Auslegungsschwierigkeiten

Demgegenüber bestanden für den BFH Auslegungsschwierigkeiten für den Fall, dass A den Gutschein im eigenen Namen auf den in einem anderen Mitgliedstaat ansässigen Steuerpflichtigen B (als Zwischenhändler) überträgt, der diesen seinerseits im eigenen Namen auf C überträgt.

Nach Art. 30b Abs. 1 Unterabs. 1 MwStSystRL komme es dann zu einer Umsatzverdoppelung.

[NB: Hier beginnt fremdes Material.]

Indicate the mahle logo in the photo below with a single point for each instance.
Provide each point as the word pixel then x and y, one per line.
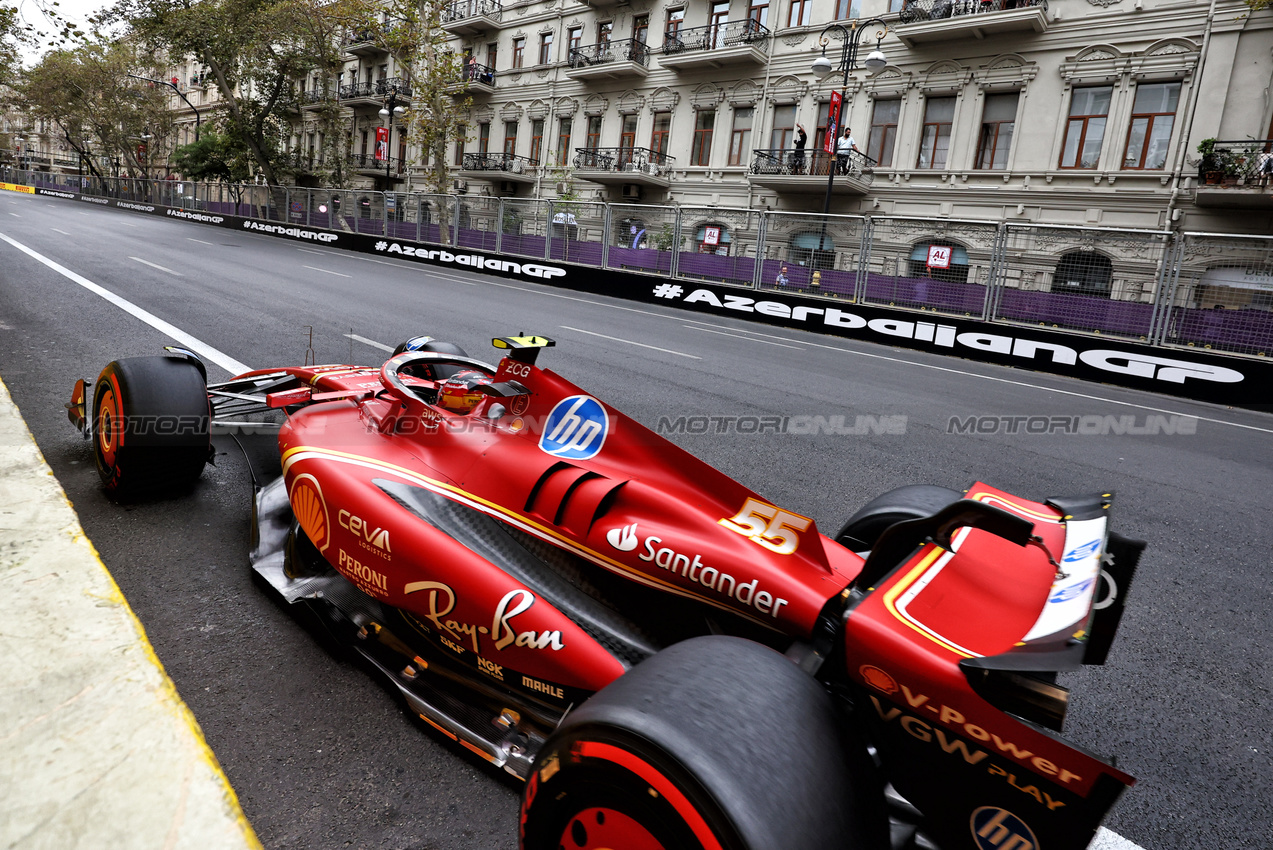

Es würden dann sowohl die Übertragung des Gutscheins von A auf B als auch die Übertragung von B auf C als Erbringung der Dienstleistung gelten, auf die sich der Gutschein bezieht, während die (ggf. später erfolgende) tatsächliche Erbringung der Dienstleistung wiederum nicht mehr zu besteuern sei.

Fraglich war aus Sicht des BFH für den Fall der Abwandlung, welche Folgen sich aus Art. 30b Abs. 1 Unterabs. 1 Satz 1 MwStSystRL für Art. 30a Nr. 2 MwStSystRL ergeben. Denn damit ein Einzweck-Gutschein i. S. v. Art. 30a Nr. 2 MwStSystRL vorliegt, müsse der Ort der Dienstleistung, auf den sich der Gutschein bezieht, feststehen. Für den Fall der mehrfachen Gutscheinübertragung folge aus Art. 30b Abs. 1 Unterabs. 1 Satz 1 MwStSystRL aber, dass die Dienstleistung, auf die sich der Gutschein bezieht, als mehrfach erbracht gilt.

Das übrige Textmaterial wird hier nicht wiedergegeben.